Councils cannot redirect tied grant funds to other areas — even if they are facing urgent needs elsewhere. For instance, a council receiving a grant to build a bike path cannot use that money to fix a leaking roof at the local library.
This restriction is why residents might see investment in one area while others appear to go without — the funding is simply not transferrable.
Highly Specific Opportunities
Most grant programs available to local councils are designed with narrow, policy-driven objectives. These are not catch-all funds; instead, they’re crafted to deliver projects in particular areas that reflect state or federal government priorities. As a result, councils must carefully match their project ideas to these specific criteria — or risk missing out entirely.
For example:
- Environmental Grants might only fund initiatives that restore native vegetation within a certain distance from waterways, or projects that increase canopy cover by a set percentage in urban heat zones. Planting trees in other parts of the council area — even if beneficial — wouldn’t qualify.
- Energy and Sustainability Grants often focus on very defined targets, such as installing solar panels on public buildings that meet minimum usage thresholds, or retrofitting lighting in facilities used more than a specified number of hours per week.

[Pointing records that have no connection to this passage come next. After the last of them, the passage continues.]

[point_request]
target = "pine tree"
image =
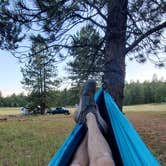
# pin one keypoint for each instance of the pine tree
(39, 74)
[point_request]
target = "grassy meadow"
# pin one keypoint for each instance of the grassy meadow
(32, 140)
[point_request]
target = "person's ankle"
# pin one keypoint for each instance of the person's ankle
(90, 116)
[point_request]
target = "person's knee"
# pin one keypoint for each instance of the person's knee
(105, 160)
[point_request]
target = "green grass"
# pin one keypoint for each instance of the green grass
(9, 111)
(145, 108)
(32, 140)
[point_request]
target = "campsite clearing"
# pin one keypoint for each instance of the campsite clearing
(33, 140)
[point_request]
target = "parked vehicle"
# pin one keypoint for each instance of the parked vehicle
(59, 110)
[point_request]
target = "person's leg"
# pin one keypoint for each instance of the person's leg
(81, 156)
(98, 149)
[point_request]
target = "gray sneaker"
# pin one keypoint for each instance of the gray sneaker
(87, 104)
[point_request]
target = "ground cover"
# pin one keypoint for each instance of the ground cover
(32, 140)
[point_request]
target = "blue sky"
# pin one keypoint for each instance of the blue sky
(10, 75)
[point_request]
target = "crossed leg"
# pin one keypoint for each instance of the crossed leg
(93, 150)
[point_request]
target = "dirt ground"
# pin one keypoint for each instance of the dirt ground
(152, 128)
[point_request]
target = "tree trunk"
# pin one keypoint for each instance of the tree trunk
(114, 66)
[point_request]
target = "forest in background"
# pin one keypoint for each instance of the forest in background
(134, 93)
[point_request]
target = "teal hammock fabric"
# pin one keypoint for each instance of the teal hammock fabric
(127, 146)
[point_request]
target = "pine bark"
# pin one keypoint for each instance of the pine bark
(114, 66)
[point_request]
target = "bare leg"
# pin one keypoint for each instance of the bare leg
(98, 149)
(81, 155)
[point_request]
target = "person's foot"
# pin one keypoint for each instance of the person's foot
(87, 104)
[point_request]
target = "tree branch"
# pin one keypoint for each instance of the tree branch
(143, 36)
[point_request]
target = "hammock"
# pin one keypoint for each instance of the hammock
(127, 147)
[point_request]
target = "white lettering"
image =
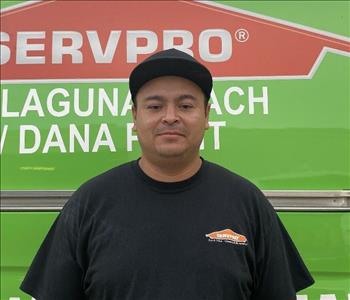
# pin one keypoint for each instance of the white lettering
(104, 131)
(3, 137)
(217, 126)
(5, 52)
(214, 103)
(74, 134)
(23, 47)
(328, 297)
(58, 49)
(63, 104)
(252, 100)
(90, 103)
(54, 139)
(23, 129)
(4, 106)
(104, 99)
(35, 106)
(95, 44)
(129, 136)
(133, 50)
(169, 37)
(127, 105)
(227, 95)
(204, 45)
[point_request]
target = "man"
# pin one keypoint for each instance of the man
(169, 226)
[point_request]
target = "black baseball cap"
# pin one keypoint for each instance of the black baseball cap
(171, 62)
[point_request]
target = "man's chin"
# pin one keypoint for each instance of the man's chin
(171, 151)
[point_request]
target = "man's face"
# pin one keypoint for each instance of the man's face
(170, 117)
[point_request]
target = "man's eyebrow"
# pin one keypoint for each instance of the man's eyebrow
(154, 97)
(186, 96)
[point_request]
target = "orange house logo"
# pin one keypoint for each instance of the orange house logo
(227, 235)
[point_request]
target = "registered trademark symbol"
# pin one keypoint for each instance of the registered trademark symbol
(242, 35)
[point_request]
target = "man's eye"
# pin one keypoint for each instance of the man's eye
(186, 106)
(153, 107)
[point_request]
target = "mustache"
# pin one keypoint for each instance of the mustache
(175, 128)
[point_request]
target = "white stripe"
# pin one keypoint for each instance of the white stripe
(276, 20)
(19, 5)
(312, 72)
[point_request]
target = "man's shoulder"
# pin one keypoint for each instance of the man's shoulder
(222, 175)
(113, 176)
(240, 189)
(105, 184)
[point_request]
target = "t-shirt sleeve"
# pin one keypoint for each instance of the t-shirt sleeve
(281, 272)
(55, 272)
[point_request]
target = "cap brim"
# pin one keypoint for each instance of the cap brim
(152, 69)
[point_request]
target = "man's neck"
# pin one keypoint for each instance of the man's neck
(170, 170)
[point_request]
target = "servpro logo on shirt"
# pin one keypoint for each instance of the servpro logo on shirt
(227, 236)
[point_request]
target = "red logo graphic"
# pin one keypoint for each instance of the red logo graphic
(46, 41)
(227, 235)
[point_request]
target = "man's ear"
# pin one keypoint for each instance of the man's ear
(207, 110)
(134, 112)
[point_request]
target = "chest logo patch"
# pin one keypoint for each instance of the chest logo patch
(227, 236)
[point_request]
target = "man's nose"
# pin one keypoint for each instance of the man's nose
(170, 115)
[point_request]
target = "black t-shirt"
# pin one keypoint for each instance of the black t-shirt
(125, 236)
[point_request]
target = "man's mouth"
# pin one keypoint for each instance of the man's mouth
(170, 133)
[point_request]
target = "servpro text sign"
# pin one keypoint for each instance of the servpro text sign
(65, 101)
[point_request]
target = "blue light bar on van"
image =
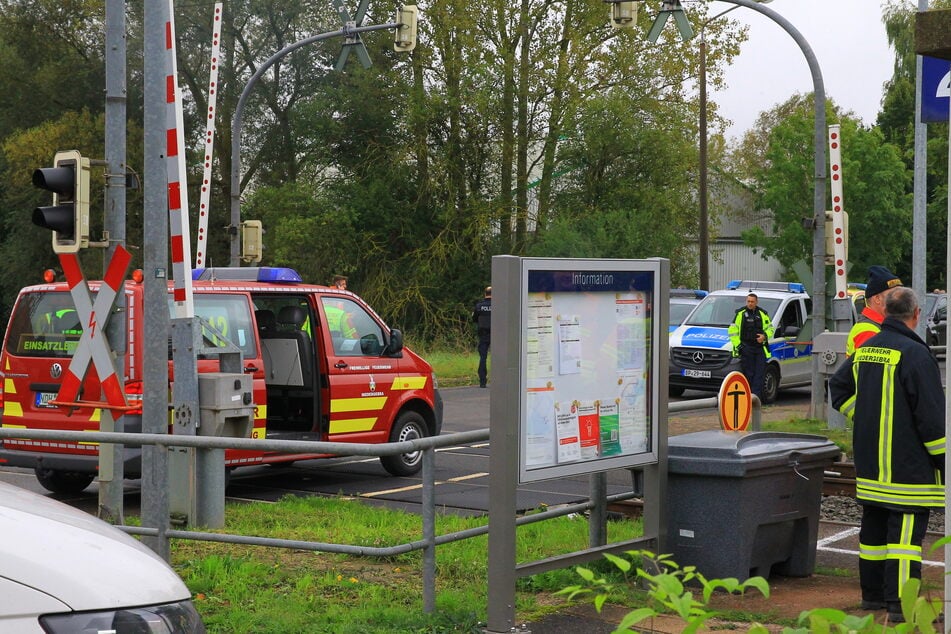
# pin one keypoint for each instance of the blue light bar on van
(791, 287)
(248, 274)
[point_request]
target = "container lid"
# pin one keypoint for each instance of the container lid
(717, 452)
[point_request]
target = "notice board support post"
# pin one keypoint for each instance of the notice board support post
(503, 438)
(579, 387)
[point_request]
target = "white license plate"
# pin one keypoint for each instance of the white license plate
(697, 374)
(43, 399)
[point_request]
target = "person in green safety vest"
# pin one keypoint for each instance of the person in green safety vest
(750, 333)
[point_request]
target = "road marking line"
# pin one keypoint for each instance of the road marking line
(413, 487)
(851, 532)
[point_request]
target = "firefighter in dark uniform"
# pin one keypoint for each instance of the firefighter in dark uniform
(750, 333)
(891, 389)
(482, 316)
(869, 323)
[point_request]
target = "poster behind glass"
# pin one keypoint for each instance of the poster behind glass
(587, 366)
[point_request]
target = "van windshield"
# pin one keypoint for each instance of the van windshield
(44, 325)
(719, 310)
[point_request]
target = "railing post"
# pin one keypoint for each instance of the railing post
(429, 530)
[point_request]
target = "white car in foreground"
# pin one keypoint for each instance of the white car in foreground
(63, 570)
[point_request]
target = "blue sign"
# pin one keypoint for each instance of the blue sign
(935, 78)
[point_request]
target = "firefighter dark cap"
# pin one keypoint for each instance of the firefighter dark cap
(880, 279)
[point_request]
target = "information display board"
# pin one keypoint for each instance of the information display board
(588, 394)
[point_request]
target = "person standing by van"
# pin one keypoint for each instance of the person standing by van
(750, 333)
(482, 316)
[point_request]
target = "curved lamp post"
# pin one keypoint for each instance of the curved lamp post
(819, 180)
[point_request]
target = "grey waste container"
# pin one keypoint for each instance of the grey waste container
(743, 504)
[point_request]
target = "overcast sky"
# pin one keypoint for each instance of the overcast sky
(846, 36)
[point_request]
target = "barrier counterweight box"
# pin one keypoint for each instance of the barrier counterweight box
(743, 504)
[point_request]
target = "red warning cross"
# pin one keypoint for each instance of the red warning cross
(93, 344)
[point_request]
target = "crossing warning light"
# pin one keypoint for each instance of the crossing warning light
(68, 216)
(406, 19)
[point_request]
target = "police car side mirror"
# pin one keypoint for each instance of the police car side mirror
(394, 347)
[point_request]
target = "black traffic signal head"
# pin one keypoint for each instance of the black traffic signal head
(68, 216)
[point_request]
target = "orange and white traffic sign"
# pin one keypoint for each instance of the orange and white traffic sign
(736, 402)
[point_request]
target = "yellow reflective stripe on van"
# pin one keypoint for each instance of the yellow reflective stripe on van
(338, 405)
(409, 383)
(351, 425)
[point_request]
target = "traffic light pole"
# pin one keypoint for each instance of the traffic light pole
(234, 228)
(111, 490)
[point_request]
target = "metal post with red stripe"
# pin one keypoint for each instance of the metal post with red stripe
(94, 344)
(177, 188)
(204, 200)
(839, 225)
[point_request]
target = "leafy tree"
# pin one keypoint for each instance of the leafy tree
(874, 184)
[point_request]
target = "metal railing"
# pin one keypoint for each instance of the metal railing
(427, 543)
(428, 446)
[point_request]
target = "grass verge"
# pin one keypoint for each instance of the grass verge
(243, 589)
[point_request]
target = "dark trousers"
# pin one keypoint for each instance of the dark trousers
(483, 355)
(889, 552)
(753, 365)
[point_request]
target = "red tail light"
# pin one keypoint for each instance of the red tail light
(133, 394)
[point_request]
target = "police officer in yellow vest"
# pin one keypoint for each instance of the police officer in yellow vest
(869, 323)
(750, 333)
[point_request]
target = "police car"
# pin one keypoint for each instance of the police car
(701, 354)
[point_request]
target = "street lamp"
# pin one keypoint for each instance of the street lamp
(704, 242)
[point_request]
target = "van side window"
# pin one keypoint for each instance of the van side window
(44, 325)
(352, 330)
(230, 315)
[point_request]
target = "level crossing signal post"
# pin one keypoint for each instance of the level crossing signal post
(68, 216)
(68, 219)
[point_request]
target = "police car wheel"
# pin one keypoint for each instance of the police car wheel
(57, 481)
(770, 384)
(408, 426)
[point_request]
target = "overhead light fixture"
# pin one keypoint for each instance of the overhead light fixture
(623, 15)
(670, 8)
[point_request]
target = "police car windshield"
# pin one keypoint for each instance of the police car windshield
(719, 310)
(679, 311)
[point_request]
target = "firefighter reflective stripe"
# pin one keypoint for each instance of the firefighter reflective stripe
(10, 408)
(935, 447)
(905, 552)
(872, 553)
(885, 424)
(891, 493)
(351, 425)
(409, 383)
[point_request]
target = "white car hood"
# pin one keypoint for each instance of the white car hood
(76, 558)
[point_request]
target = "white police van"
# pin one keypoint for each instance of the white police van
(701, 354)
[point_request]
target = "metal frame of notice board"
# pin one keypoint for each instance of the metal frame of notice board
(578, 386)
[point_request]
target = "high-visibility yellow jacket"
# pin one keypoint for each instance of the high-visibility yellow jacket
(867, 326)
(891, 389)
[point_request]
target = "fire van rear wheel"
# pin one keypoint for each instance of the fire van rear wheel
(63, 481)
(770, 384)
(409, 426)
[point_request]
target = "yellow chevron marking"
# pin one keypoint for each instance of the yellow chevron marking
(409, 383)
(339, 405)
(352, 425)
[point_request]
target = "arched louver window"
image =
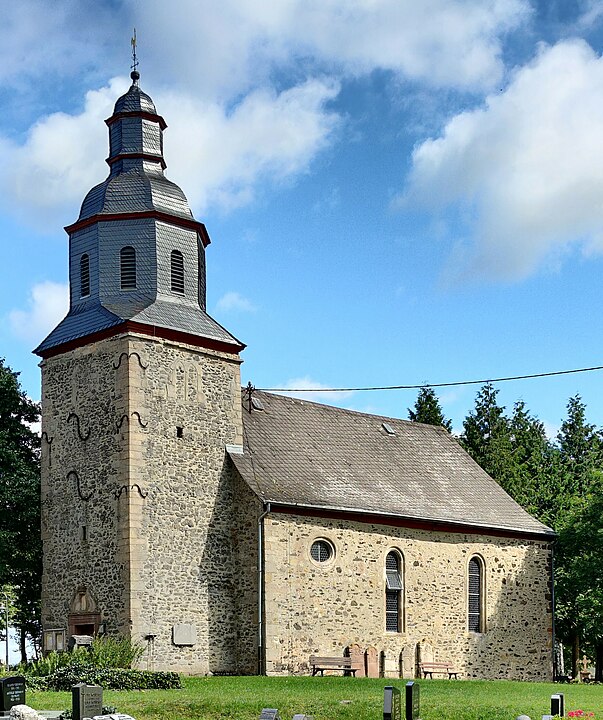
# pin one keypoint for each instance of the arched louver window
(85, 275)
(127, 257)
(475, 600)
(177, 266)
(393, 592)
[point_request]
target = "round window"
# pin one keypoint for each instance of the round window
(321, 551)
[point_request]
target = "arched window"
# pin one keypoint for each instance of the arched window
(127, 257)
(393, 592)
(177, 266)
(475, 596)
(84, 275)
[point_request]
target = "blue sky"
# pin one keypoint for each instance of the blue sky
(396, 192)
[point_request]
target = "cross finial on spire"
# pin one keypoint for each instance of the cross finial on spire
(135, 75)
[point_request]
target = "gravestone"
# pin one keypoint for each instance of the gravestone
(372, 662)
(412, 701)
(391, 704)
(558, 704)
(86, 701)
(270, 714)
(12, 692)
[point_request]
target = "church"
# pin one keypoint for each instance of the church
(231, 531)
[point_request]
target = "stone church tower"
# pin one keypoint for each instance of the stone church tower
(140, 401)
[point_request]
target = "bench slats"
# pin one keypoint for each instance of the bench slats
(320, 664)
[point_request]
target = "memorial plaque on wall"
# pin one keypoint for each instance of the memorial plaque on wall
(412, 701)
(12, 692)
(86, 701)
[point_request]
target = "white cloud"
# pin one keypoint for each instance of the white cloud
(525, 169)
(217, 155)
(313, 390)
(48, 304)
(220, 50)
(61, 158)
(234, 301)
(442, 42)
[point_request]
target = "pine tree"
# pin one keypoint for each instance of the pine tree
(487, 438)
(20, 545)
(581, 449)
(428, 409)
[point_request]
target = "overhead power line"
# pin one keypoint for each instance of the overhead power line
(434, 385)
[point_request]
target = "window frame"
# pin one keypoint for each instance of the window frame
(177, 275)
(478, 627)
(84, 275)
(332, 552)
(128, 275)
(394, 591)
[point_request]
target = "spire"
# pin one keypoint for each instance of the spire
(135, 75)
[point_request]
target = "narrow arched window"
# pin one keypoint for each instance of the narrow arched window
(85, 275)
(127, 257)
(393, 592)
(475, 596)
(177, 266)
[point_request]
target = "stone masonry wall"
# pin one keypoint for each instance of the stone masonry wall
(82, 469)
(154, 490)
(314, 609)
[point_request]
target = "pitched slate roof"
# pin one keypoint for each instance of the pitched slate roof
(311, 455)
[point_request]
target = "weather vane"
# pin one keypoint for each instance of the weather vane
(134, 74)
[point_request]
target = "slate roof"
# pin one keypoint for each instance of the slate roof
(134, 100)
(162, 314)
(303, 453)
(135, 191)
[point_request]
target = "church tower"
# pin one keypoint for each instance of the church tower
(140, 402)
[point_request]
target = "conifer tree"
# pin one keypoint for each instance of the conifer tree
(20, 544)
(487, 438)
(428, 409)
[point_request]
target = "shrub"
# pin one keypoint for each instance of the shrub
(112, 678)
(113, 652)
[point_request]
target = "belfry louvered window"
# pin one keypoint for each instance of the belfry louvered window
(177, 266)
(475, 596)
(85, 275)
(393, 592)
(127, 258)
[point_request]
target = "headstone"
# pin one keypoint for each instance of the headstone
(357, 658)
(12, 692)
(558, 704)
(86, 701)
(412, 701)
(391, 704)
(372, 662)
(270, 714)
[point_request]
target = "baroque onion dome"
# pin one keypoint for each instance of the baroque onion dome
(136, 252)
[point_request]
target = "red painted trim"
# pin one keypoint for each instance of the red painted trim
(137, 113)
(155, 214)
(142, 329)
(397, 521)
(134, 156)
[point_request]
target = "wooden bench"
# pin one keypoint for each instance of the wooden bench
(320, 664)
(443, 668)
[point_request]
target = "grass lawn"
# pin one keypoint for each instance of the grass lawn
(336, 698)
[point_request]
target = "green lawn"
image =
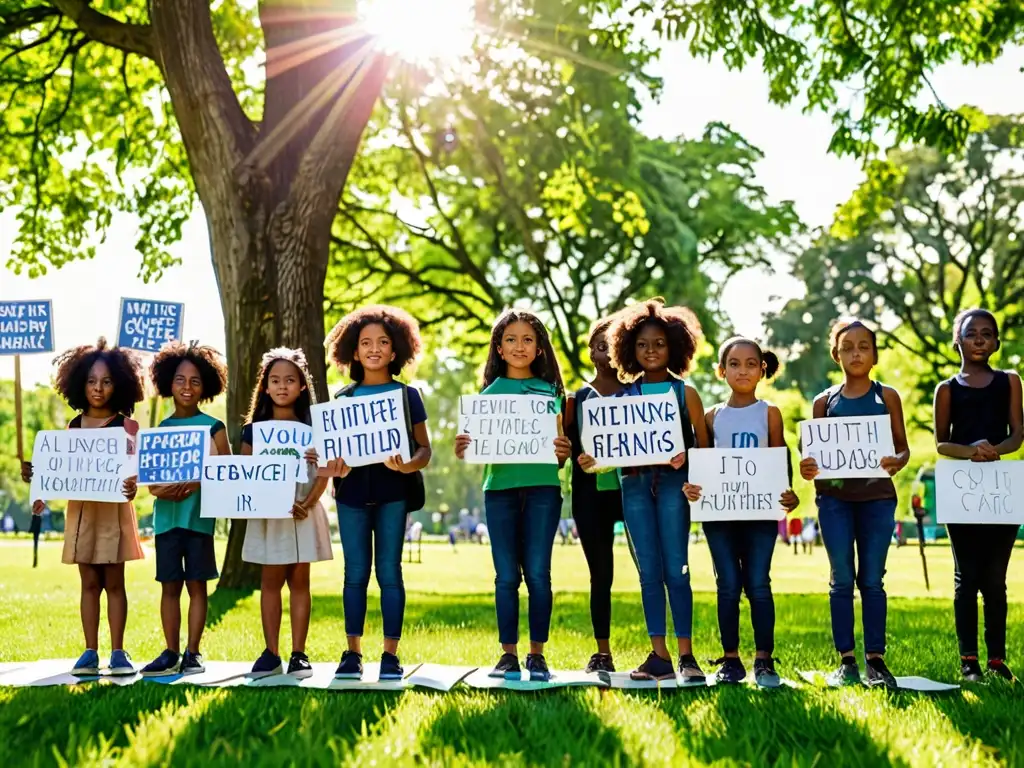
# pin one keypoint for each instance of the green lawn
(450, 619)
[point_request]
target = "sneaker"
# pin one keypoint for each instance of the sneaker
(168, 663)
(350, 667)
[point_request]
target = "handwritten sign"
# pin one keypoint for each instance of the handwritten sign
(248, 486)
(632, 431)
(361, 430)
(849, 446)
(509, 428)
(169, 455)
(738, 483)
(84, 465)
(26, 327)
(146, 326)
(980, 492)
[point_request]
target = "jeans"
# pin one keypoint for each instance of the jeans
(981, 556)
(741, 552)
(521, 523)
(869, 525)
(657, 517)
(368, 534)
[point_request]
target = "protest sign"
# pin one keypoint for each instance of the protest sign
(509, 428)
(146, 326)
(632, 431)
(361, 430)
(848, 446)
(738, 483)
(248, 486)
(84, 465)
(980, 492)
(168, 455)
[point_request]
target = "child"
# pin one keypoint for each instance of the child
(374, 344)
(522, 501)
(188, 375)
(858, 512)
(978, 417)
(285, 548)
(741, 551)
(103, 384)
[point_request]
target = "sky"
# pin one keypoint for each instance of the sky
(797, 166)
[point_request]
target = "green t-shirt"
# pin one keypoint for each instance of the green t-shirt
(168, 515)
(506, 476)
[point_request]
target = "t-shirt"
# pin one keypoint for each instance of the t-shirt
(506, 476)
(168, 515)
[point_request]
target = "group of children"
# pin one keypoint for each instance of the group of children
(646, 348)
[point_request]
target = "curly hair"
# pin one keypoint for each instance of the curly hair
(210, 363)
(125, 366)
(261, 407)
(545, 366)
(401, 328)
(682, 329)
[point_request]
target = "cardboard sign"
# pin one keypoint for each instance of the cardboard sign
(509, 428)
(738, 483)
(980, 492)
(168, 455)
(26, 327)
(632, 431)
(248, 486)
(146, 326)
(82, 465)
(849, 446)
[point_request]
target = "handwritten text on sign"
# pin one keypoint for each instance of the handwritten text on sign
(633, 431)
(85, 465)
(849, 446)
(168, 455)
(248, 486)
(980, 492)
(361, 430)
(738, 483)
(509, 428)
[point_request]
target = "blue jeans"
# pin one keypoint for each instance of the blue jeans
(657, 516)
(521, 523)
(368, 534)
(741, 552)
(869, 525)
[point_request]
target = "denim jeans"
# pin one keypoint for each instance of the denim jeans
(657, 517)
(521, 523)
(869, 525)
(741, 552)
(369, 534)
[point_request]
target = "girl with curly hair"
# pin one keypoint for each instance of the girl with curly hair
(102, 384)
(373, 345)
(189, 375)
(522, 502)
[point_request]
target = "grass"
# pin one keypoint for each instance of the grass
(450, 619)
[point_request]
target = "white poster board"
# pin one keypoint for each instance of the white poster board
(82, 465)
(738, 483)
(632, 431)
(979, 492)
(849, 446)
(366, 429)
(509, 428)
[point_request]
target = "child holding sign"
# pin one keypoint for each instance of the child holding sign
(103, 384)
(741, 550)
(858, 513)
(188, 375)
(523, 502)
(374, 345)
(286, 547)
(978, 416)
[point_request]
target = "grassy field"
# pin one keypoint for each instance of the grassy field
(450, 619)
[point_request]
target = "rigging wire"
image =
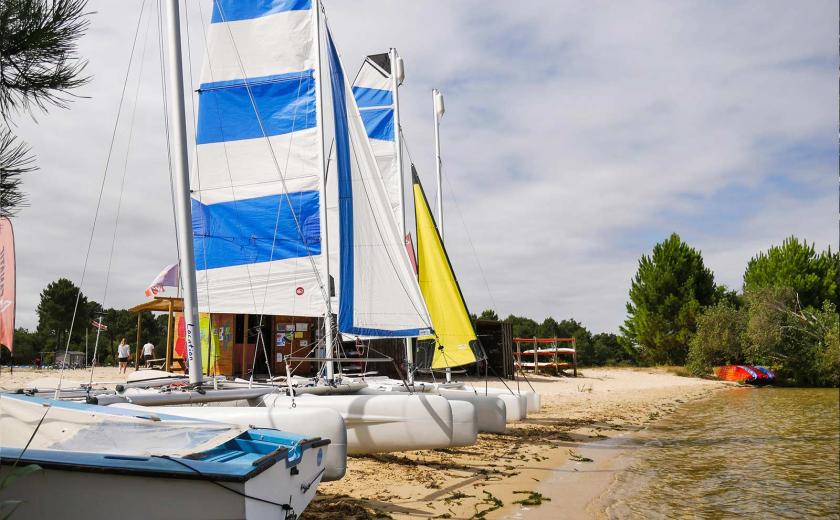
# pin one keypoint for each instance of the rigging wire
(99, 198)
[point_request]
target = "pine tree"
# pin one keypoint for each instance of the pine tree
(797, 265)
(38, 68)
(667, 294)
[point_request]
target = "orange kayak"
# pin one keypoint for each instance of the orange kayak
(751, 374)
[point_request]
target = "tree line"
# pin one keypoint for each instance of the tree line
(55, 313)
(785, 316)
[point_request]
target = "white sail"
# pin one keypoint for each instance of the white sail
(373, 91)
(256, 198)
(379, 295)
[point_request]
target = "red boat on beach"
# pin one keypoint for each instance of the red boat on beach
(750, 374)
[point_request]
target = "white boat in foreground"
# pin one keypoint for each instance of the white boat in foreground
(323, 423)
(386, 422)
(173, 464)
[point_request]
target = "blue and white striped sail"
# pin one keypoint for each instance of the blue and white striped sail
(256, 199)
(374, 94)
(379, 295)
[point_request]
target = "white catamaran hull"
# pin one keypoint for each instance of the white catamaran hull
(105, 496)
(491, 412)
(384, 423)
(464, 423)
(310, 422)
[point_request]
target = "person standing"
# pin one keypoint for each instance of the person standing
(123, 353)
(148, 353)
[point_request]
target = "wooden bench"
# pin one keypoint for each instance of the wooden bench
(159, 364)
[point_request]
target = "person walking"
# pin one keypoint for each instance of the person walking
(123, 353)
(148, 353)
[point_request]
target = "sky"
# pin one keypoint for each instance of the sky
(576, 136)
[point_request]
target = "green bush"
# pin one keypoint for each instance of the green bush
(719, 339)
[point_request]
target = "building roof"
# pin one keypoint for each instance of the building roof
(160, 304)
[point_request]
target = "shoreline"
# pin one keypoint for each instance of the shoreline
(566, 456)
(591, 417)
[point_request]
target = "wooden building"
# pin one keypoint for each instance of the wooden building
(235, 345)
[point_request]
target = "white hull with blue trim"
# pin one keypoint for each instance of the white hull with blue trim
(323, 423)
(384, 423)
(103, 463)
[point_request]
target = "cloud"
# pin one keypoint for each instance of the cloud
(577, 135)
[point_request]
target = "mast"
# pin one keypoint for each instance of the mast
(319, 115)
(183, 210)
(437, 101)
(397, 76)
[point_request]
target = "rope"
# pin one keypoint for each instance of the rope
(99, 199)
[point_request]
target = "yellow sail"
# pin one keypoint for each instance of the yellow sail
(450, 319)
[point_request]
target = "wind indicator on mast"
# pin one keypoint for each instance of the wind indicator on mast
(437, 99)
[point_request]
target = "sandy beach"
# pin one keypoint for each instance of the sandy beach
(564, 457)
(558, 461)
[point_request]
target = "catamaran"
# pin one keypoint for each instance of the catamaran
(270, 214)
(376, 90)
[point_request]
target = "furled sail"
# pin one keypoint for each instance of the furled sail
(256, 198)
(373, 91)
(7, 284)
(456, 339)
(379, 294)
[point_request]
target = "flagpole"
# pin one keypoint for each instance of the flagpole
(396, 80)
(437, 101)
(329, 346)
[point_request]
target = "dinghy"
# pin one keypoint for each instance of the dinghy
(310, 422)
(175, 463)
(749, 374)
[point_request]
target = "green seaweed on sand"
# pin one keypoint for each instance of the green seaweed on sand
(577, 457)
(533, 499)
(490, 500)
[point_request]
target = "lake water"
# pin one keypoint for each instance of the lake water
(745, 452)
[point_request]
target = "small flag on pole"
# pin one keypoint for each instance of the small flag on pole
(167, 278)
(98, 325)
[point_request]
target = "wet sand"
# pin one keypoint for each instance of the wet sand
(558, 461)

If a building is used less frequently, it may be ineligible, even if it’s in need of upgrades.
- Arts and Culture Grants might only support:
- Projects that are temporary or site-specific (e.g., public art on building facades).
- Collaborations between artists and underrepresented community groups.
- Events that align with heritage months or national celebrations, like NAIDOC Week or Reconciliation Week.
- Digital Transformation or Innovation Grants might only support councils implementing certain technologies, such as smart water metering or AI-powered traffic monitoring. General IT upgrades or website improvements would fall outside the grant’s scope.
This high level of specificity means that councils can’t simply apply for grants with broad project ideas — they must tailor applications to the grant’s framework or develop new projects that align with available funding.
In some cases, councils may need to invest time and resources into preparing applications for grants they are unlikely to receive due to intense competition or rigid criteria. This can strain the limited administrative capacity of smaller councils.
Moreover, even when a grant is awarded, councils often have to co-fund a percentage of the project cost — meaning they must contribute their own funds to unlock the grant. This can limit participation in otherwise appealing programs if council budgets are already stretched.
Why It Matters
Grants can account for a significant portion of council revenue. But because most of this money is locked to particular uses, it doesn’t necessarily give councils flexibility to fund the full range of community needs.
That’s why councils often advocate for more untied or flexible funding arrangements — to respond better to local conditions, especially during emergencies or economic downturns.
Learn More
Councils typically publish grant income and expenditure in their annual budgets and strategic plans, which are publicly available. These documents offer insight into how grant funding is shaping the local area — and what limits councils face in using those funds.
Understanding how councils receive and manage grant funding can help residents better interpret local spending decisions — and why sometimes, even with funding in hand, some problems take longer to solve.